Proposals to move additional public income into state budget face opposition
TDT | Manama
Email: mail@newsofbahrain.com
Three draft laws due before the Shura Council today would force more state-linked income into Bahrain’s general budget and add new nursery-related offences under the Child Law.
However, two Shura committees have urged members to vote down the proposals.
One of the budget bills would place within the general budget all revenues of public bodies and institutions, along with the state’s returns from funds managed and invested by Bahrain Mumtalakat Holding Company.
The other would require the government to transfer at least 50 per cent of the state’s net profits from Mumtalakat and Bapco Energies into the budget.
A third bill would amend parts of the Child Law of 2012 to spell out nursery breaches in sharper terms and make it a criminal offence to open, run, move or alter a nursery without the approval of the Ministry of Education.
Rejection
The Financial and Economic Affairs Committee recommended rejection of the two budget bills, while the Women and Child Affairs Committee urged rejection of the Child Law amendment.
In its report, the Financial and Economic Affairs Committee said the proposed budget changes run against Decree-Law No. 39 of 2002 on the general budget, which already keeps some funds outside budget transfer rules under other laws.
It also said the move could cut into the financial and administrative independence granted to public bodies and institutions under Article 50(a) of the Constitution, taking the law in a direction that does not sit with Bahrain’s current financial system.
Aim
The committee said the stated aim of keeping watch over the money of state-owned firms is already met under the law as it stands.
Companies wholly owned by the state already fall under Article 4(e) of the Financial and Administrative Audit Office law (National Audit Office), while Article 55 of the General Budget Law requires them to submit their budgets and final accounts to the Finance Minister. On that view, the draft laws add no new means of scrutiny and instead repeat rules already in force.
It also warned that the plan could bring the reverse of what it seeks.
Once these firms are drawn into the budget in the proposed way, the state could also end up carrying their spending and losses.
Gap
That would push up public spending and, in turn, widen the fiscal gap.

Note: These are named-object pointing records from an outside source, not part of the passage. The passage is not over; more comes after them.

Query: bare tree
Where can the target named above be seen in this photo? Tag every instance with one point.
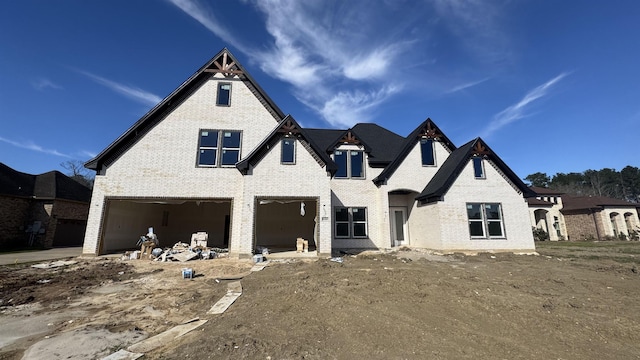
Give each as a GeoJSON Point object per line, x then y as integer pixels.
{"type": "Point", "coordinates": [77, 171]}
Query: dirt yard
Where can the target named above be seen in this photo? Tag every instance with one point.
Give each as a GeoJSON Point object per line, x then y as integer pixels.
{"type": "Point", "coordinates": [573, 301]}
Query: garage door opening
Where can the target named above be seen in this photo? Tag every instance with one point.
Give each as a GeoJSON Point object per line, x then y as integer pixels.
{"type": "Point", "coordinates": [173, 220]}
{"type": "Point", "coordinates": [280, 222]}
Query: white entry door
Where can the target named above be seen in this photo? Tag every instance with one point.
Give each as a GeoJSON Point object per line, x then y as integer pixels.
{"type": "Point", "coordinates": [398, 220]}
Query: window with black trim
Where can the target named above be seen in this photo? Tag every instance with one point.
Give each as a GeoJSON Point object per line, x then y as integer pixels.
{"type": "Point", "coordinates": [224, 94]}
{"type": "Point", "coordinates": [350, 222]}
{"type": "Point", "coordinates": [485, 220]}
{"type": "Point", "coordinates": [426, 150]}
{"type": "Point", "coordinates": [350, 163]}
{"type": "Point", "coordinates": [478, 168]}
{"type": "Point", "coordinates": [288, 154]}
{"type": "Point", "coordinates": [219, 148]}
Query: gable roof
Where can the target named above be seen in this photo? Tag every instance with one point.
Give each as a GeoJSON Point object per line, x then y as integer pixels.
{"type": "Point", "coordinates": [545, 191]}
{"type": "Point", "coordinates": [384, 144]}
{"type": "Point", "coordinates": [288, 126]}
{"type": "Point", "coordinates": [50, 185]}
{"type": "Point", "coordinates": [381, 144]}
{"type": "Point", "coordinates": [455, 163]}
{"type": "Point", "coordinates": [223, 62]}
{"type": "Point", "coordinates": [582, 203]}
{"type": "Point", "coordinates": [427, 130]}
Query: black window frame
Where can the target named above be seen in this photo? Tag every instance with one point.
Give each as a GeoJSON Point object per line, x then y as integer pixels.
{"type": "Point", "coordinates": [354, 223]}
{"type": "Point", "coordinates": [292, 160]}
{"type": "Point", "coordinates": [220, 92]}
{"type": "Point", "coordinates": [478, 168]}
{"type": "Point", "coordinates": [347, 171]}
{"type": "Point", "coordinates": [485, 219]}
{"type": "Point", "coordinates": [220, 149]}
{"type": "Point", "coordinates": [428, 159]}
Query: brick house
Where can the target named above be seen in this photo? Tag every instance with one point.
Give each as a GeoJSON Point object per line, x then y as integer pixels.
{"type": "Point", "coordinates": [46, 210]}
{"type": "Point", "coordinates": [218, 155]}
{"type": "Point", "coordinates": [582, 217]}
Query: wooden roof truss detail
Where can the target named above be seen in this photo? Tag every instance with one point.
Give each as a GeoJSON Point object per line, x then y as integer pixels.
{"type": "Point", "coordinates": [350, 138]}
{"type": "Point", "coordinates": [225, 65]}
{"type": "Point", "coordinates": [429, 132]}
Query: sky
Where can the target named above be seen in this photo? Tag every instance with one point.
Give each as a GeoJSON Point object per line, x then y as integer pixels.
{"type": "Point", "coordinates": [551, 86]}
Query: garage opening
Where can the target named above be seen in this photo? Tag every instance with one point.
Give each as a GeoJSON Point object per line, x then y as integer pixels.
{"type": "Point", "coordinates": [173, 220]}
{"type": "Point", "coordinates": [280, 222]}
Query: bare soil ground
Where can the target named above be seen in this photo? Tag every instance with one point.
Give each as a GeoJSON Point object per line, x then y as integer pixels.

The committee said the financial effect would need to be studied in full before any such step is taken.
Its report said bodies granted separate legal personality under their founding laws, and run under special financial systems, were given that standing because of the nature of their work and the need for room to manage it.
The point of separate budgets, it said, is to let such bodies run their own resources and support the sectors under their care without loading the state budget with the cost of their activities.